# 05-06 Exhausts fit a 2004



## usmonaro (Apr 9, 2009)

I have a 2004 GTO with M6 trans, I am putting a 6.0L rear bumper cover on my car. I am looking for an exhaust and I don't want to buy an 04 exhaust and have to modify it to go to the other opening. I was wondering if I bought the 05-06 exhaust kits if they would directly bolt up or if I would have to get a hanger for the passenger side. Also would like to know if anything will interfere because I haven't looked under the 6.0's but I'm sure they are fairly the same.

Also, I plan on buying headers so I don't know if that would make a difference on where the exhaust lines up.


----------



## GM4life (Mar 18, 2007)

No, 05+ catback will not fit stock 04 mids.

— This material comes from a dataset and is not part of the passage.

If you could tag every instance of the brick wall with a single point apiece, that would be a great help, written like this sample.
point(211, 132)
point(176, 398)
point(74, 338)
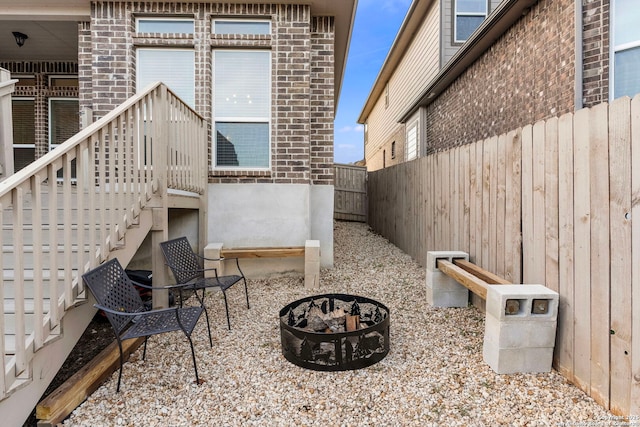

If you do LT headers buy the kit for the 05+ then buy the 05+ catback.

I had a custom split dual/dual set-up for my car using the stock bumper cover.


----------



## GreenF41 (Jun 7, 2010)

i have some off road jba mids laying around that i would sell you that would allow you to use the 05+ cat back


----------



## jpalamar (Jul 22, 2008)

I converted my 04 to an 05/06 rear.

Just needed 05/06 mids, 05/06 catback, and 05/06 rear and then an exhaust shop can weld in the exhaust hangers that you will need.


----------